The ensemble hosts a composer in residence each season. Past composers in residence include Marjorie Merryman, Peter Child, Michael Gandolfi, Andy Vores, Richard Cornell, and Robert Kyr, the last of whom was the first such composer, appointed in 1985.

The orchestra has received grants and awards from organizations supporting the arts, including the Aaron Copland Fund for Music and the Virgil Thomson Foundation. The orchestra is supported by the Massachusetts Cultural Council, a state agency of Massachusetts.

==Performances==
The orchestra presents an annual series of concerts beginning each fall, appearing at the Tsai Performance Center at Boston University. The orchestra is currently entering its 37th season.

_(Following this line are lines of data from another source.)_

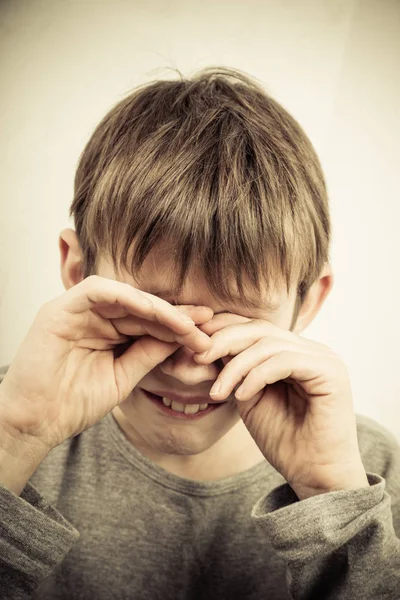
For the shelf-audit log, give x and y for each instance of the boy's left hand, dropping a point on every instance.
(296, 402)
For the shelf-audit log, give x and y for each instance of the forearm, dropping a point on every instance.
(19, 458)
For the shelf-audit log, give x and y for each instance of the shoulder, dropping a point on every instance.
(380, 452)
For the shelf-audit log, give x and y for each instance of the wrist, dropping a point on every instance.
(19, 458)
(348, 481)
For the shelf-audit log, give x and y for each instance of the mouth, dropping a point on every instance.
(188, 411)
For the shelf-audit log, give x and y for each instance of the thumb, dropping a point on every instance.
(140, 358)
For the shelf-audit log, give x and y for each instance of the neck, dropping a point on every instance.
(234, 453)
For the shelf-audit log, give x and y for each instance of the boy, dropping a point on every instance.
(124, 472)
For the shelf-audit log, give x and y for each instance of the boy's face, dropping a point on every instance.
(144, 422)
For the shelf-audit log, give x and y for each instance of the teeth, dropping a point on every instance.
(191, 409)
(188, 409)
(177, 406)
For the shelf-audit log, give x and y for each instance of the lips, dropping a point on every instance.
(183, 399)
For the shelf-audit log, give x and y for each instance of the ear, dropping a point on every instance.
(314, 299)
(71, 258)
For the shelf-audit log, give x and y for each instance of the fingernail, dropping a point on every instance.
(188, 320)
(239, 392)
(215, 389)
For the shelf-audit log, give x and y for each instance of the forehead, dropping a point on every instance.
(156, 277)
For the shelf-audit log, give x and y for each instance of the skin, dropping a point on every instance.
(296, 409)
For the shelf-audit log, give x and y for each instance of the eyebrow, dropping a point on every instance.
(165, 294)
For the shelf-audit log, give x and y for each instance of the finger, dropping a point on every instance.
(233, 339)
(199, 314)
(96, 290)
(220, 321)
(287, 364)
(240, 366)
(195, 339)
(138, 360)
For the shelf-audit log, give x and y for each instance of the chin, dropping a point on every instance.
(180, 443)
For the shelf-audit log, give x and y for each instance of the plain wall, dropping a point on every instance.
(333, 64)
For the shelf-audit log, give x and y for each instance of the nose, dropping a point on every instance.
(181, 366)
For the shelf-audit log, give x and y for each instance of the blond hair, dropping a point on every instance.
(218, 168)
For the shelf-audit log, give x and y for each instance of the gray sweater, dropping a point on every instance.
(98, 520)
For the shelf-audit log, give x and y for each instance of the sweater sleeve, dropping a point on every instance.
(343, 544)
(34, 539)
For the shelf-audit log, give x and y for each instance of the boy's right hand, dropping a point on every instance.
(67, 373)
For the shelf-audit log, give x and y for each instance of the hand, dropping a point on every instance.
(69, 373)
(295, 400)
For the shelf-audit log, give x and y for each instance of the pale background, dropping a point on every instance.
(333, 63)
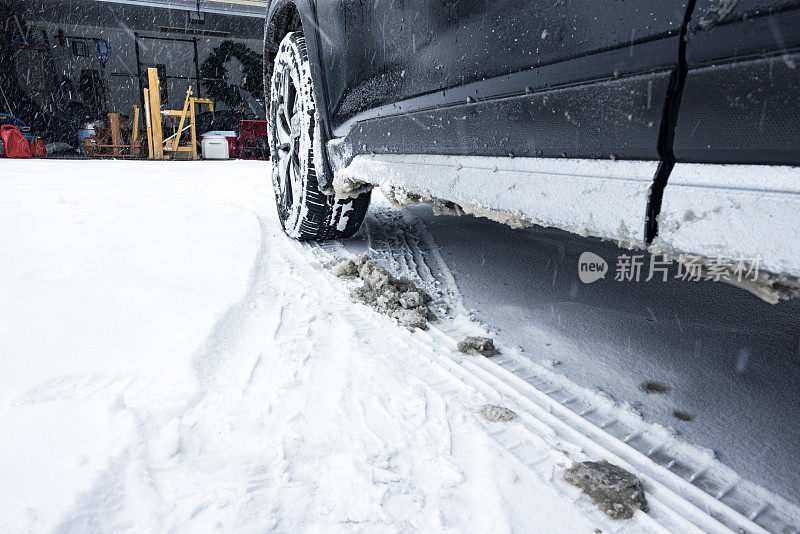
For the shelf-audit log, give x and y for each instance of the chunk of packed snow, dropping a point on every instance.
(478, 346)
(497, 414)
(614, 490)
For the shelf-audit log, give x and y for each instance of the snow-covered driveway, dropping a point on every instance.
(170, 361)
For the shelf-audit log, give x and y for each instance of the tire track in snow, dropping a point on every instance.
(713, 489)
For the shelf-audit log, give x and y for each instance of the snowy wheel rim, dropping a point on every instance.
(288, 131)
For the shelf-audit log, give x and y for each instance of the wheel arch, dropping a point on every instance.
(285, 16)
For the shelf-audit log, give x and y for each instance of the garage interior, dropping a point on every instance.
(74, 75)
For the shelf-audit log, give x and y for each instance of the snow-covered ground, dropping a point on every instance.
(170, 361)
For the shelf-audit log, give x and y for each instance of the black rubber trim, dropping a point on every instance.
(666, 137)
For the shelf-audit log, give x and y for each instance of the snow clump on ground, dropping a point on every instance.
(614, 490)
(478, 346)
(399, 298)
(497, 414)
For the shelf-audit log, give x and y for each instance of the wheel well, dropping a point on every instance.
(285, 19)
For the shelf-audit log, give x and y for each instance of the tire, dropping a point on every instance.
(295, 133)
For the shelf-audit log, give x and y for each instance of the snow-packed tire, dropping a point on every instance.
(296, 139)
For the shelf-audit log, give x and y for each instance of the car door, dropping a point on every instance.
(389, 57)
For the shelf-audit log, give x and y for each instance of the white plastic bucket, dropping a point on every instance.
(215, 147)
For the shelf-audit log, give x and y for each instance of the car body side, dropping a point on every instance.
(625, 98)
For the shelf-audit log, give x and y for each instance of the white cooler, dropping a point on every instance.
(215, 144)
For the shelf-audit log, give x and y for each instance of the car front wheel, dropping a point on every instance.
(295, 133)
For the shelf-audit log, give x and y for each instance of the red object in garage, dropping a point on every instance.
(38, 149)
(253, 141)
(14, 143)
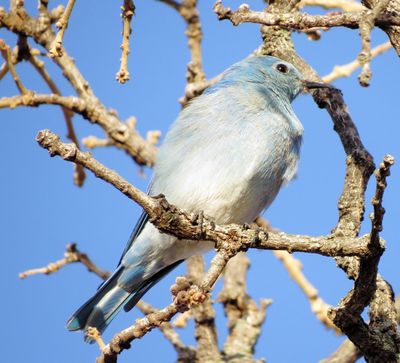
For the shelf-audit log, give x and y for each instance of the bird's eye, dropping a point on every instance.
(283, 68)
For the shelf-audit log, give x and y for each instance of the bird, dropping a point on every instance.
(227, 154)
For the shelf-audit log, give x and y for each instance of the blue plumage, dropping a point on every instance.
(228, 154)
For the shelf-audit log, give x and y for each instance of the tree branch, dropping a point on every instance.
(299, 21)
(71, 255)
(128, 11)
(169, 219)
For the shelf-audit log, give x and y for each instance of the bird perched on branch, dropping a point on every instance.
(227, 154)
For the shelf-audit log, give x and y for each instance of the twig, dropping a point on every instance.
(128, 10)
(297, 20)
(92, 142)
(185, 297)
(377, 217)
(204, 317)
(123, 137)
(6, 53)
(186, 354)
(95, 335)
(346, 353)
(182, 225)
(367, 23)
(195, 76)
(318, 306)
(71, 255)
(376, 344)
(56, 50)
(347, 69)
(79, 173)
(245, 318)
(393, 31)
(346, 5)
(181, 320)
(294, 268)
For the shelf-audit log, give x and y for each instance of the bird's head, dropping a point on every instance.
(268, 74)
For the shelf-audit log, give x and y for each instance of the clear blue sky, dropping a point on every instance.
(41, 210)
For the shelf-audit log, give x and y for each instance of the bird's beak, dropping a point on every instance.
(308, 85)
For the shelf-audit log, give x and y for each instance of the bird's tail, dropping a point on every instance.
(101, 308)
(110, 298)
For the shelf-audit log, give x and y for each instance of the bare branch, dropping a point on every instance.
(346, 5)
(79, 174)
(347, 69)
(392, 31)
(245, 318)
(204, 317)
(71, 255)
(297, 20)
(128, 10)
(6, 53)
(185, 297)
(346, 353)
(366, 25)
(294, 268)
(123, 137)
(56, 49)
(196, 79)
(185, 354)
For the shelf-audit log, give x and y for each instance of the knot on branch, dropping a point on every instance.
(186, 295)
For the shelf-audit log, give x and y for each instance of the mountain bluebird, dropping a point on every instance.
(228, 154)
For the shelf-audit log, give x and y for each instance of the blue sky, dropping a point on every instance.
(41, 210)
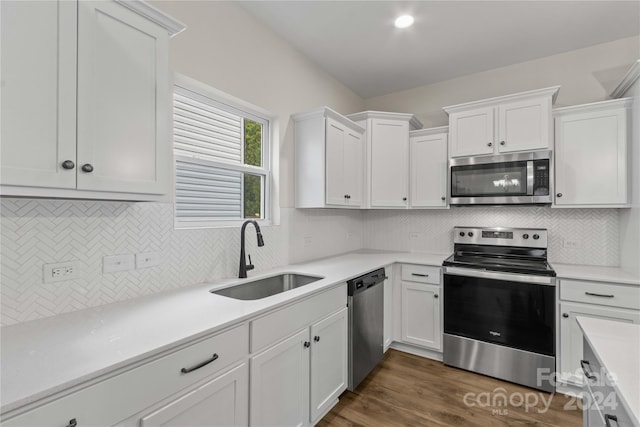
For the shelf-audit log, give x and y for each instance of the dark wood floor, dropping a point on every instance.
(407, 390)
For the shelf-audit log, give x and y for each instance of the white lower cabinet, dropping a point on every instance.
(421, 315)
(571, 336)
(221, 402)
(297, 381)
(388, 310)
(279, 391)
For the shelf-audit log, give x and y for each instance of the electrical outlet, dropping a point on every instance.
(147, 259)
(572, 243)
(114, 263)
(60, 271)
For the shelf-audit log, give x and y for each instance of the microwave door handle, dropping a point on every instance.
(530, 178)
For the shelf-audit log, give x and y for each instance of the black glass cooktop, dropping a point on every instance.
(506, 259)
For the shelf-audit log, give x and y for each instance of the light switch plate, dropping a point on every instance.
(60, 271)
(115, 263)
(147, 259)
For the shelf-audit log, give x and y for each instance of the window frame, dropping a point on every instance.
(248, 111)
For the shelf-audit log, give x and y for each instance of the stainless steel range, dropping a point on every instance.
(499, 305)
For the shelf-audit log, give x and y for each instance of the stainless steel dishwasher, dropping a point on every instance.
(366, 309)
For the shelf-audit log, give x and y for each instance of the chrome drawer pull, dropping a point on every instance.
(599, 295)
(608, 418)
(587, 373)
(200, 365)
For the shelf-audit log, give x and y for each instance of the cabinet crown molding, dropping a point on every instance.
(328, 112)
(629, 79)
(594, 106)
(429, 131)
(172, 25)
(550, 91)
(414, 123)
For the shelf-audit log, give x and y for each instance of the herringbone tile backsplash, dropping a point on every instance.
(595, 230)
(37, 232)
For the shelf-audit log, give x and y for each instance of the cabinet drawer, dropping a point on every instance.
(420, 273)
(277, 325)
(602, 395)
(600, 293)
(116, 398)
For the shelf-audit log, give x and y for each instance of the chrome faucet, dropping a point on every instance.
(243, 263)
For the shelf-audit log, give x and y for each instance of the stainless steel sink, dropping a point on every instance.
(262, 288)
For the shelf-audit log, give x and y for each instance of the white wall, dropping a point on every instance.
(586, 75)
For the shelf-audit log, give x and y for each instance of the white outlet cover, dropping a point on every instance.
(147, 259)
(115, 263)
(48, 275)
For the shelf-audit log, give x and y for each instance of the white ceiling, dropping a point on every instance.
(356, 42)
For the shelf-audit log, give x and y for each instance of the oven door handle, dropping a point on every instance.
(511, 277)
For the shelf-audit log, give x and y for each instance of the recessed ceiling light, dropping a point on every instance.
(404, 21)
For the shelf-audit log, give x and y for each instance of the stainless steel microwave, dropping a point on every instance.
(519, 178)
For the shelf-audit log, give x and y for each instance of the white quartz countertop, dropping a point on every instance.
(45, 356)
(617, 347)
(600, 274)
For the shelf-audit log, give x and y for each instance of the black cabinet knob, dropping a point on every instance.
(68, 164)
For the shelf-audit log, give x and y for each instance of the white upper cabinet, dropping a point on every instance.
(38, 93)
(328, 162)
(117, 103)
(386, 157)
(519, 122)
(591, 155)
(428, 169)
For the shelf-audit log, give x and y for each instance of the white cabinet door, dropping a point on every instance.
(123, 101)
(472, 132)
(389, 161)
(353, 167)
(591, 158)
(571, 335)
(421, 315)
(388, 310)
(335, 146)
(222, 402)
(279, 390)
(429, 171)
(38, 129)
(524, 125)
(328, 362)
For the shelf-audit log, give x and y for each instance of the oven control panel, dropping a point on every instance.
(498, 236)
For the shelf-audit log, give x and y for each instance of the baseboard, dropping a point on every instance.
(418, 351)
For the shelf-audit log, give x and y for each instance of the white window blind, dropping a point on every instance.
(222, 174)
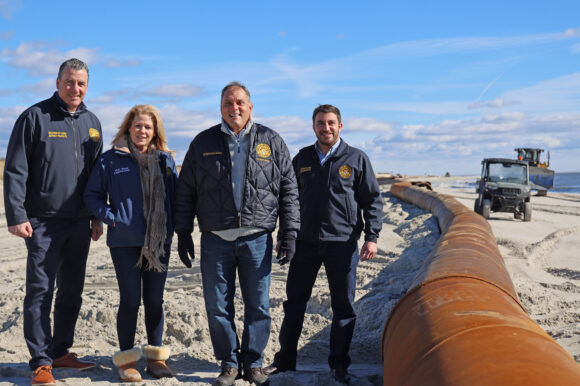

During its 35th anniversary season in 2011-2012, the orchestra gave two well-received performances of the War Requiem by Benjamin Britten, together with Chorus pro Musica, the Providence Singers and the Boston Children’s Chorus. One performance, in Boston, was held at the Cathedral of the Holy Cross. A second performance, in Providence, Rhode Island, was held at the Cathedral of Saints Peter and Paul.